- Awarded for: six distinguished former student-athletes on their 25th anniversary as college graduates
- Country: United States
- Presented by: National Collegiate Athletic Association (NCAA)
- First award: 1973
- Website: http://www.ncaa.org/about/resources/events/awards/silver-anniversary-award

= Silver Anniversary Awards =

The Silver Anniversary Awards are awarded every year by the American National Collegiate Athletic Association (NCAA) to recognize six distinguished former student-athletes on their 25th anniversary as college graduates. The Silver Anniversary Awards were first given in 1973, when five distinguished former student-athletes were honored, including Stewart Udall, Donald Mulder, John Hopper, John Ferraro, and Ray Evans. Since 1986, the number of annual honorees has increased to six.

In order to be eligible, the nominee must be a college graduate, must have competed in intercollegiate competition 25 years before the NCAA convention date, must be a varsity letter winner at an NCAA member institution and, must have achieved personal distinction since their graduation. One-third of the selection criteria are based on the nominee’s achievements during their time as a prominent collegiate athlete, while the other two-thirds are determined by the nominee’s career achievements, including professional, charitable and civic contributions.

==Recipients==

The NCAA announced the 2020 winners in December 2019, congratulating Carla Ainsworth, Stewart Cink, Darren Eales, Jenny Thompson, Rebecca Lobo and Adam Vinatieri.

The NCAA announced the 2019 winners in December 2018, congratulating Tim Cullen, Mia Hamm, David Hirsch, Lisa Leslie, Heath Shuler, and Jason Varitek.

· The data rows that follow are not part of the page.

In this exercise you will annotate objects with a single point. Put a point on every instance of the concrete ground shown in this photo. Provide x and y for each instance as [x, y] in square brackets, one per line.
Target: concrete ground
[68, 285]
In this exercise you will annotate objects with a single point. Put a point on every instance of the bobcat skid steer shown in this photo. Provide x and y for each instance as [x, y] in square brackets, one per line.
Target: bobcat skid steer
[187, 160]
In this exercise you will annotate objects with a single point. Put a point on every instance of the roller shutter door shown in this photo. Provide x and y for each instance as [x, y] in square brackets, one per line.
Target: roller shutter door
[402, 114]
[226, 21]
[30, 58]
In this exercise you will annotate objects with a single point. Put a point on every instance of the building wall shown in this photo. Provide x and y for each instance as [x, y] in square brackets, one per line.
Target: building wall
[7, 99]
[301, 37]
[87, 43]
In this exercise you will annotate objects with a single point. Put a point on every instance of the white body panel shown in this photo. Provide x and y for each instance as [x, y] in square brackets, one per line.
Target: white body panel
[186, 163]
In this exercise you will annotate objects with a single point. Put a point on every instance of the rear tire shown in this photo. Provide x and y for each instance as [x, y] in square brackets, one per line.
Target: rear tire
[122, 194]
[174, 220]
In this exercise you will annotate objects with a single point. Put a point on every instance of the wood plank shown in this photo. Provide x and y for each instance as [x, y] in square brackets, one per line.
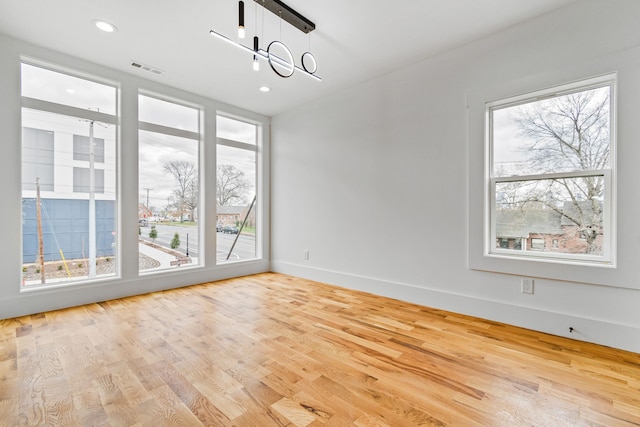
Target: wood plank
[275, 350]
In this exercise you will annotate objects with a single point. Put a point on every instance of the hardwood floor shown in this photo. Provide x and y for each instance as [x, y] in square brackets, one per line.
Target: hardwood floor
[273, 350]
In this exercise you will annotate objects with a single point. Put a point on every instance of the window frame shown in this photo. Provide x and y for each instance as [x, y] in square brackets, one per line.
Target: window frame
[67, 110]
[197, 136]
[260, 189]
[608, 257]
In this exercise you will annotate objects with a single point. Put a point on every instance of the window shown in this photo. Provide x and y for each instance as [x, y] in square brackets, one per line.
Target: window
[169, 184]
[82, 148]
[37, 159]
[551, 171]
[69, 199]
[236, 189]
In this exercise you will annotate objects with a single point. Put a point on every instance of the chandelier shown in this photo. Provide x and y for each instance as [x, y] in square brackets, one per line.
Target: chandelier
[277, 54]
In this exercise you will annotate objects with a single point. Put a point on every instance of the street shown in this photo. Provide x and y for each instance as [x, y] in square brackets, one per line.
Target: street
[245, 246]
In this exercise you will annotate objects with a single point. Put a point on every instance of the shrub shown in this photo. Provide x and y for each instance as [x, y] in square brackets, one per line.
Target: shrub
[153, 233]
[175, 242]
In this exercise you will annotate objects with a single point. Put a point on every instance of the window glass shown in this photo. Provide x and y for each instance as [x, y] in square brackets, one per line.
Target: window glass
[169, 190]
[236, 197]
[159, 112]
[551, 173]
[69, 206]
[60, 88]
[37, 159]
[236, 130]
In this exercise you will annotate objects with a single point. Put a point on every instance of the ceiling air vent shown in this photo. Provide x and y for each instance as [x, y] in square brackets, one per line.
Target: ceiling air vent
[147, 68]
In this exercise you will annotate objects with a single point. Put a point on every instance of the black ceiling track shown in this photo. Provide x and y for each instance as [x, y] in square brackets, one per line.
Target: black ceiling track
[288, 14]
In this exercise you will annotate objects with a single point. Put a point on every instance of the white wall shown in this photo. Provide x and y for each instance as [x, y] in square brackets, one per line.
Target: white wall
[13, 301]
[375, 181]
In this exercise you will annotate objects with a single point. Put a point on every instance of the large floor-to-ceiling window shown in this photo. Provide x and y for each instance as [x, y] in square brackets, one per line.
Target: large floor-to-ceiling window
[69, 176]
[169, 184]
[237, 189]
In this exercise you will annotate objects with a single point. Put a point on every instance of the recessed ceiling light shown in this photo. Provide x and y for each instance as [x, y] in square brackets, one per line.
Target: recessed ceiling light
[105, 26]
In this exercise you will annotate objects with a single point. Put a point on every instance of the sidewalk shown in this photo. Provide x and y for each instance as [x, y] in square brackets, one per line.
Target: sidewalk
[162, 257]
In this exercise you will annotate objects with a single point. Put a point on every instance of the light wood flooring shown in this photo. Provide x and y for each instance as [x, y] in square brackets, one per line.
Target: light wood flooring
[273, 350]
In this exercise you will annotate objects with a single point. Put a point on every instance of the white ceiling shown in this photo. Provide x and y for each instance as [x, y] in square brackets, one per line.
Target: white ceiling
[354, 40]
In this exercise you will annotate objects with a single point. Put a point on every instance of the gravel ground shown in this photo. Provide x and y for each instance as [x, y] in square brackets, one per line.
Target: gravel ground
[56, 269]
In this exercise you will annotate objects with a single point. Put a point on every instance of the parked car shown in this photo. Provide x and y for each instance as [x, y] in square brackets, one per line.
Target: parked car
[230, 229]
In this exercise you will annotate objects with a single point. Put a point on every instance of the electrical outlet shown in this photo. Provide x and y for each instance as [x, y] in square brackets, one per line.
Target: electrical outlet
[527, 285]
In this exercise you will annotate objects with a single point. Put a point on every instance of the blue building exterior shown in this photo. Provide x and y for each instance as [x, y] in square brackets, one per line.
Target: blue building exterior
[65, 228]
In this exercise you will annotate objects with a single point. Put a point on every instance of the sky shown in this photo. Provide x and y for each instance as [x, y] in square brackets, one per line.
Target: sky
[155, 149]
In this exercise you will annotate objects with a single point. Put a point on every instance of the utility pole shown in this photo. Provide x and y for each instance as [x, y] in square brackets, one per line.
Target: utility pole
[148, 189]
[92, 203]
[40, 237]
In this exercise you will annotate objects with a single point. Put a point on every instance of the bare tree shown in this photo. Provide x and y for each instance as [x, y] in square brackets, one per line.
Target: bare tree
[569, 133]
[186, 177]
[231, 185]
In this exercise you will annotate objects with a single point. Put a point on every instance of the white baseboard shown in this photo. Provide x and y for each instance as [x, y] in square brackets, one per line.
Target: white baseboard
[614, 335]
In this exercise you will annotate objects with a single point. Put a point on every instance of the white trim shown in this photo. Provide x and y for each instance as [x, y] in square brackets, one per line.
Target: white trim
[608, 257]
[67, 110]
[168, 130]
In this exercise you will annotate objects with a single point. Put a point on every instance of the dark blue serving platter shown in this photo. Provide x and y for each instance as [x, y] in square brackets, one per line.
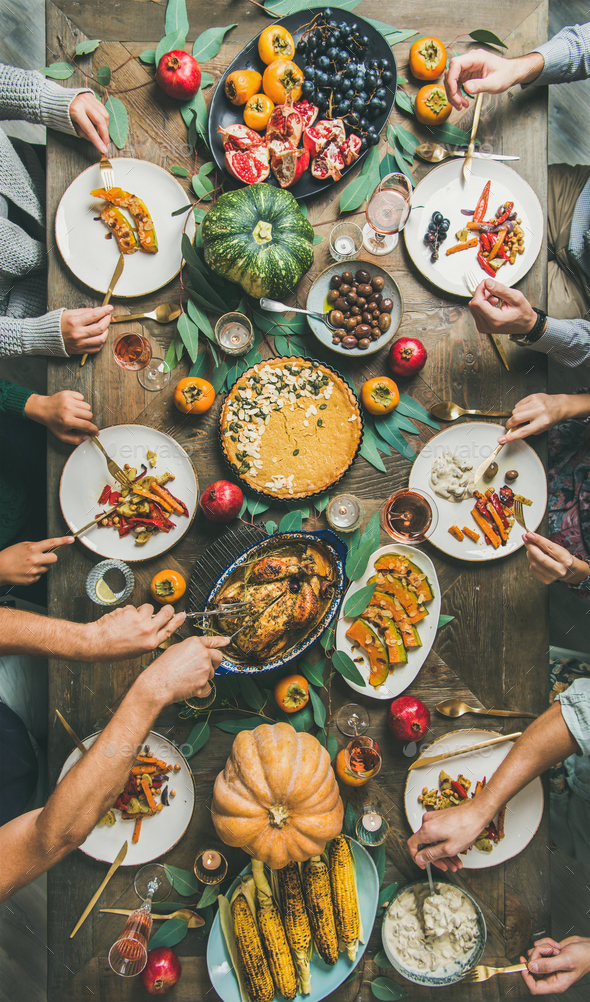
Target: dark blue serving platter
[338, 551]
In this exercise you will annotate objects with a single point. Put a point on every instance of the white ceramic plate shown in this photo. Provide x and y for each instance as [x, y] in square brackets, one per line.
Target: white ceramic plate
[158, 834]
[476, 441]
[523, 814]
[325, 979]
[85, 475]
[81, 238]
[444, 189]
[404, 674]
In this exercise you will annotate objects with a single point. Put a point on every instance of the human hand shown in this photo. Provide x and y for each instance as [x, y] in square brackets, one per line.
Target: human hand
[550, 562]
[535, 414]
[23, 563]
[66, 414]
[130, 631]
[186, 668]
[560, 964]
[90, 119]
[497, 309]
[453, 830]
[85, 331]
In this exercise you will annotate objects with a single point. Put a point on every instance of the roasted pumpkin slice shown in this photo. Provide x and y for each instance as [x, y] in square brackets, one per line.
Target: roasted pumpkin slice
[138, 209]
[405, 569]
[368, 638]
[414, 609]
[119, 225]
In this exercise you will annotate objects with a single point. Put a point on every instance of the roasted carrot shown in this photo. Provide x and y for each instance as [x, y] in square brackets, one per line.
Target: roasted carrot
[464, 245]
[487, 529]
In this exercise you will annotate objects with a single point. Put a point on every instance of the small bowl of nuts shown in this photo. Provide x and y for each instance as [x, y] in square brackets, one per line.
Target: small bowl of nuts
[366, 308]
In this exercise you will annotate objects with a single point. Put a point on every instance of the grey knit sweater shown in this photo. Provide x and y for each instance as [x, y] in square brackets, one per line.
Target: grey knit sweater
[23, 285]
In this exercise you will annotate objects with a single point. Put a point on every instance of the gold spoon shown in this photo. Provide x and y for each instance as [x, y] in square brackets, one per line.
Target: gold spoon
[163, 314]
[457, 707]
[447, 410]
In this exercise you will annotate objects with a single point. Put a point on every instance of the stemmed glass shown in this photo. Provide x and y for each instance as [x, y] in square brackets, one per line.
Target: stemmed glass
[388, 211]
[128, 956]
[133, 351]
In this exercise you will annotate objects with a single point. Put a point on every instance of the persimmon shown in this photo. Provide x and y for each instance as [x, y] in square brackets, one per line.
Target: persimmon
[167, 586]
[193, 395]
[432, 105]
[428, 58]
[291, 693]
[280, 78]
[275, 43]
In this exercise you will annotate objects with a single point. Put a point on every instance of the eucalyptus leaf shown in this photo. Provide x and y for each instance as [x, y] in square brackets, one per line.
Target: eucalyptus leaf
[346, 666]
[169, 933]
[487, 37]
[209, 42]
[118, 122]
[358, 602]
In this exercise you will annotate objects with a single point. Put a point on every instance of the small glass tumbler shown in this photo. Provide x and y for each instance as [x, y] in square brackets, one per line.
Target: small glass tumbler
[100, 592]
[346, 240]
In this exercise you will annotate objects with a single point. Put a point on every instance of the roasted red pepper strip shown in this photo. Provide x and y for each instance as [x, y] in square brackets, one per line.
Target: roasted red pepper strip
[482, 205]
[484, 265]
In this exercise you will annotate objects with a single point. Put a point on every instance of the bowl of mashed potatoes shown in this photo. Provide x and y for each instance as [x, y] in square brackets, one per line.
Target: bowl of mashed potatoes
[434, 939]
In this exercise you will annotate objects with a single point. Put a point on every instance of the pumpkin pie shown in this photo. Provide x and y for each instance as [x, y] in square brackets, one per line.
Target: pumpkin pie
[290, 427]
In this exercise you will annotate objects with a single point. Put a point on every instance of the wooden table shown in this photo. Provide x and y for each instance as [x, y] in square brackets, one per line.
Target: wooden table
[496, 648]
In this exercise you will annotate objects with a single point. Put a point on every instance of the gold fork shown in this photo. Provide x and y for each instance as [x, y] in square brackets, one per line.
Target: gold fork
[519, 514]
[483, 973]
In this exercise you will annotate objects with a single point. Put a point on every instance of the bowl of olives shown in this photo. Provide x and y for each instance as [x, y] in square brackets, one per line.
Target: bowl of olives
[365, 304]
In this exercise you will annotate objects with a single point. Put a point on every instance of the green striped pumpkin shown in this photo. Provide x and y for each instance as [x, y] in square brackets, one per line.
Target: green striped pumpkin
[258, 237]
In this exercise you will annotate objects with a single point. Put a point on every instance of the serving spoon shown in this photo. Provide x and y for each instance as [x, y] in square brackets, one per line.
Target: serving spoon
[448, 410]
[457, 707]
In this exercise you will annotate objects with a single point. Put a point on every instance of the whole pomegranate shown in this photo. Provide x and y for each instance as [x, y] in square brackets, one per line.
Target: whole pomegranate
[221, 501]
[178, 74]
[161, 971]
[407, 357]
[408, 718]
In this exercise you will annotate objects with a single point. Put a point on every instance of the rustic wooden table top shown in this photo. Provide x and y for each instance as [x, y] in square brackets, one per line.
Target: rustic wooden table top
[495, 651]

Previous recipients of the Silver Anniversary Awards include Troy Aikman and Dara Torres (both 2014), Gail Devers and Chad Hennings (both 2013), David Robinson (2012), Joe Girardi and Bo Jackson (both 2011), Doug Flutie and Jackie Joyner-Kersee (both 2010), Steve Young (2009), Mike Singletary (2006), Mark Johnson (2005), John Naber (2002), Steve Largent (2001) Archie Griffin (2001), Bill Walton (1999), Sally Ride (1998), Jack Youngblood (1996), Kareem Abdul-Jabbar (1994), Jim Ryun (1994) and Dick Butkus (1990).